Ce que ces chiffres disent du potentiel : de l'ordre de 1 563 maisons individuelles, un bassin de travaux structuré autour de Métropole d'Aix-Marseille-Provence, 256 diagnostics publiés pour 1 000 résidences principales. Ce volume ne préjuge d'aucune éligibilité individuelle : il indique seulement où se concentrent, à Mimet, les situations où le scénario décrit sur cette page a le plus de chances d'être pertinent.
Nous raisonnons à Mimet sur un logement de 115 m², en zone H3 : après un bouquet complet, la consommation recule d'environ 12 300 kWh par an, soit près de 1 320 € au tarif de référence. Côté financement, l'assiette est plafonnée à 40 000 € HT dès trois classes gagnées, l'aide ANAH s'échelonne de 4 000 € à 32 000 € selon le revenu fiscal de référence, et l'accompagnement obligatoire est pris en charge jusqu'à 2 000 €.

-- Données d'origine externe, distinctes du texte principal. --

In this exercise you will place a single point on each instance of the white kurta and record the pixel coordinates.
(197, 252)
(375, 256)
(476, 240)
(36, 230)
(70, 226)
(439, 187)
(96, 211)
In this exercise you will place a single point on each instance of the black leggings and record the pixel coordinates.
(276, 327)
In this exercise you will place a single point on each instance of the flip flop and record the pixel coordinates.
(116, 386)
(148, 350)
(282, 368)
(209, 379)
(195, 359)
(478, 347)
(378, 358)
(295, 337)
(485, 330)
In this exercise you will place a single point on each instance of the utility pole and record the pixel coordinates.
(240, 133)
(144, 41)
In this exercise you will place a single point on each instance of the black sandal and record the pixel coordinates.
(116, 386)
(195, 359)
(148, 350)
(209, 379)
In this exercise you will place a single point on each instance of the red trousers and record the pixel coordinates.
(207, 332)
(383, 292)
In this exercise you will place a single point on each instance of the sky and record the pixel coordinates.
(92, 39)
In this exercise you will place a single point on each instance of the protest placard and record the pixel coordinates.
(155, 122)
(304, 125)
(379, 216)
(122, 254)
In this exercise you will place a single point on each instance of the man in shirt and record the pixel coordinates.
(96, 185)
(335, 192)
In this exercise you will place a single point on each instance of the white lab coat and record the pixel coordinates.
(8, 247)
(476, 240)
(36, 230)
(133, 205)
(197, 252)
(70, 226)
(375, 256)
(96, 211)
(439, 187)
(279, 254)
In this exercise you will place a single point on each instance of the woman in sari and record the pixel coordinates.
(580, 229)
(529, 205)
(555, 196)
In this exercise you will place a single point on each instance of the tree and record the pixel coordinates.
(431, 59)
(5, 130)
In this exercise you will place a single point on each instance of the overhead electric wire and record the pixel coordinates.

Trois pièces décident du versement à Mimet : le devis portant la frontière contractuelle entre privatif et parties communes, l'attestation RGE de un artisan RGE habitué aux chantiers en site occupé et le procès-verbal de mesure des débits de ventilation. Leur absence ne fait pas perdre le droit à l'aide — jusqu'à 32 000 € — mais elle en gèle le paiement.
Base ADEME : 425 diagnostics enregistrés à Mimet, soit un taux de 256 pour 1 000 logements. Plus ce taux est élevé, plus la demande adressée à un artisan RGE habitué aux chantiers en site occupé est soutenue — et plus il faut anticiper la réservation d'un créneau pour la rénovation des parties privatives d'un appartement (trois à six semaines).
Planning réaliste à Mimet : trois à six semaines d'intervention pour un artisan RGE habitué aux chantiers en site occupé sur la rénovation des parties privatives d'un appartement. Placer ce lot trop tard dans la séquence revient à rouvrir des ouvrages finis, avec le surcoût correspondant et un décalage de la date de réception.
Coût complet plutôt que prix d'achat : 22 720 € pour la rénovation des parties privatives d'un appartement à Mimet, soit 1 136 € par an sur une durée d'usage de vingt ans, sous réserve que la frontière contractuelle entre privatif et parties communes soit tenu dans la durée. C'est cette valeur annualisée qui se compare à l'économie d'énergie.
Le choix du scénario change l'assiette : à Mimet, elle passe de 30 000 € HT à deux classes à 40 000 € HT dès trois classes. Avec le lot privatif chiffré autour de 22 720 €, l'arbitrage consiste à vérifier si le poste complémentaire nécessaire pour franchir la troisième classe coûte moins que le supplément d'aide qu'il déclenche.
La zone climatique n'est pas un détail administratif : à Mimet, en zone H3, la base conventionnelle retenue est de 195 kWh/m²/an. C'est elle qui fixe le retour sur investissement de la rénovation des parties privatives d'un appartement et qui explique qu'un même ouvrage soit prioritaire ici et secondaire dans une zone plus tempérée.
La part de propriétaires occupants — 81 % à Mimet — dessine le volume de projets réellement engageables à court terme sur la rénovation des parties privatives d'un appartement, soit environ 1 343 logements. Le reste du parc suppose un montage locatif, avec ses propres conditions d'éligibilité.